# Ammonia Levels Won't Go Down?



## Bryan (Mar 4, 2011)

Hey there!

Would just like to say this is a very useful forum and I appreciate all the help I've received from it, even if it wasn't directly towards me yet!

Anyway, I decided to purchase the API liquid test kits for ammonia levels the other day. I wasn't really having many issues but I wanted to check my ammonia levels to be safe. I did recently have a platy who grew what looked to be a tumor on the side of his head and he died a few days later. The tumor seemed to appear out of nowhere, so it was another good reason to buy a kit.

Well, I tested the water and to my surprise the test turned dark, dark green signifying 8.0ppm or higher. This caught me pretty off guard, so I did around a 40-50% water change. The next day I did another test and the results were the same. Again, I did about a 40-50% water change. The next day, I did another test and the results were _slightly_ better but not by much. Test revealed a dark green colour that was slightly more translucent than the previous tests. Again, I did a similar water change, then tested the water the next day with the same results.

Given the amount of water turnover, I'm really confused as to why the ammonia could possibly be so high? I tested the tap water and it came out 0 ppm. I'm afraid to change any more water as I'm worried that could shock their systems too much with the water chemistry changing so much. 

Does anybody have any suggestions? Here's my set-up and fish: 

*Tank:*20G Tank w/Penguin Biowheel filter (the one that can filter up to 50G)
*Fish:*
4 Black Skirt Tetras
4 Fancy Guppies
1 Platy
2 Dwarf Gourami
1 Dwarf Puffer
1 Ghost shrimp
4 Ammano Shrimp

There's also some of what I believe to be malaysian trumpet snails in the tank. No live plants, standard gravel substrate.

Any help at all would be greatly appreciated!


----------



## leogtr (Jan 19, 2011)

Bryan said:


> Hey there!
> 
> Would just like to say this is a very useful forum and I appreciate all the help I've received from it, even if it wasn't directly towards me yet!
> 
> ...


hey Bryan,

see you have too many fish. thats it. minimize their numbers or get a larger tank. Those are the only options you have because their bioloads are too much for a 20 gallon so your tank is always going to have high toxic parameters. Hurry before some die.

good luck!


----------



## Calmwaters (Sep 2, 2009)

Have you tested you water from the tap? I would defiantly rehome the puffer or move him into a 5 gallon tank by his self as he grows and gets older he will pick on the other fish.


----------



## PRichs87 (Dec 30, 2009)

I second calmwaters with the puffer.

You may have gotten a bad test kit for ammonia, I'm not sure though. I've bought expired nitrate tests before and my lfs took it back for a good one.


----------



## lipadj46 (Dec 30, 2010)

+1 (to leogtr) you are overstocked, that is enough fish to stock a 55 gallon fish tank. I would use this as an excuse to get a bigger tank. Also you need to test for nitrites and nitrates. I'm betting your nitrates are through the roof also. How long has the tank been setup?

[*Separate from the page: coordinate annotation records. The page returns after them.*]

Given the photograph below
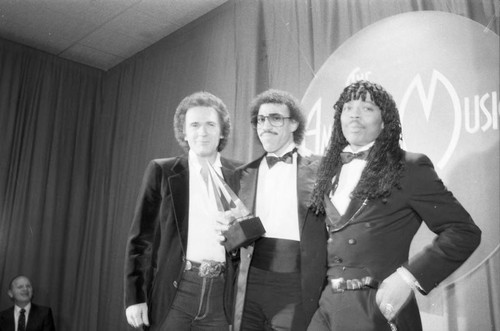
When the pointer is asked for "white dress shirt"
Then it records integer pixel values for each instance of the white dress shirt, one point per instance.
(203, 240)
(349, 178)
(17, 312)
(276, 202)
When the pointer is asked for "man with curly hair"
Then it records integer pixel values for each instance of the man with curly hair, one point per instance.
(375, 196)
(282, 274)
(177, 274)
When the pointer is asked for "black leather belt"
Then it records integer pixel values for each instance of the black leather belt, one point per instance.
(341, 284)
(206, 269)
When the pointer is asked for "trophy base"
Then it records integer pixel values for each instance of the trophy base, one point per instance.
(243, 233)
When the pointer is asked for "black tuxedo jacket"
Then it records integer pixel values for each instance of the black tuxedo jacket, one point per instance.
(39, 319)
(373, 237)
(157, 243)
(313, 235)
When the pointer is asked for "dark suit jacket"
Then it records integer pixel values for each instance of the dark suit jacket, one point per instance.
(157, 243)
(374, 239)
(39, 319)
(313, 235)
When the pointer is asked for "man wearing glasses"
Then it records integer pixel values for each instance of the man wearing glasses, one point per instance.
(280, 278)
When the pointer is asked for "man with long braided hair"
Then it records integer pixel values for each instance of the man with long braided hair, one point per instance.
(375, 196)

Another suggestion is to take the puffer and guppies back and get a nice big sponge filter to get the bio load under control.


----------



## Bryan (Mar 4, 2011)

Thanks for the advice, everyone.

As for the dwarf puffer, we used to have two of them and they picked on the other fish and nipped the tails constantly so we had them separated. One did pass away, and every since I put the other DP into the main tank again he has left the others alone and seems to be very happy.

As for overstocking, I didn't realize it was so overstocked. I was going roughly by the 1" of fish for every gallon of water. I guess that would be more accurate before the fish had grown at all, so I'll definitely chalk that up to a beginner's mistake and I'll find a way to rectify that. It was probably pretty easy to forget about the shrimp in terms of bio-load as well since they're always hiding.

Does it make sense that after doing large water changes the test would still read out with such high levels, though? I read the kits expire roughly 2-years after they were created and this batch of kit was created in 2010 so it should be good. I can only assume the tests are accurate and take measures to make the water safe for the fish.

Thanks again to everyone for your help!


----------



## lipadj46 (Dec 30, 2010)

Bryan said:


> Does it make sense that after doing large water changes the test would still read out with such high levels, though? I read the kits expire roughly 2-years after they were created and this batch of kit was created in 2010 so it should be good. I can only assume the tests are accurate and take measures to make the water safe for the fish.
> 
> Thanks again to everyone for your help!


I believe the liquid kits have about a 3 year shelf life. It would not make sense if you tested right after the water change, but since you tested the next day it could make sense. I would vacuum the tank really well and rinse your filter media in tank water also cram some more sponges in your penguin and also slide a sponge over the intake. Get a #2 sponge filter and put that in the tank too. These will considerably increase your BB colonies. Then do 50% water changes with prime until your ammonia levels go to 0. Also check your nitrites and nitrates.


----------



## Byron (Mar 7, 2009)

Something in all this is not quite right. If the initial ammonia was really 8ppm, the fish would all be dead. At 4-5ppm many fish will die. Let's look at everything to sort this out.

1. What is your pH, of the tap water and the tank water?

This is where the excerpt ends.